Barroso inherited his first surname, Durão, or "the robust one," from his mother, but the name says little about his character. "I'm not a fan of macho types," he says.

Later in the day, he visits Hamburg's most controversial construction site, the Elbphilharmonie concert hall, which has since become a symbol of poor political planning and failure. He takes the elevator to the top of the half-finished building, high above the harbor, where his host explains to him how construction costs have skyrocketed and the opening date has been delayed again and again. Barroso, a man who would be undeterred by such obstacles, says: "I'm very impressed, and I'm sure you'll find solutions to the problems."
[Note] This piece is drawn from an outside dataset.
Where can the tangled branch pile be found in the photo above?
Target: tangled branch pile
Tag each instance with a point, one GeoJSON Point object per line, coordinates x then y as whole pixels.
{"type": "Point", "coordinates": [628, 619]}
It's the same calculated optimism with which he talks about his own construction site: Europe. Barroso could certainly say a thing or two about the botched work he has experienced. Every day, he witnesses how political players in EU capitals are sabotaging Project Europe. There are countries that suddenly decide that they want to do away with borderless travel, as if this were not one of the key achievements of the community. Others, like Hungary and Romania, are suspending important constitutional guarantees out of hand. But Barroso usually shies away from publicly tangling with such member states. Instead, he prefers to express his eternal hope that these problems will somehow resolve themselves.

This has earned him the reputation of being an eternally weak Commission president, which isn't entirely his fault. The Lisbon Treaty has limited his scope and given him the Belgian politician Hermann Van Rompuy who, in his office across the Rue de le Loi, represents the leaders of the 27 member states.

In addition, Barroso has to devote much of his energy to keeping his own house in order. His 26 commissioners come from highly diverse political camps and sometimes represent the interests of their home countries ahead of Europe's.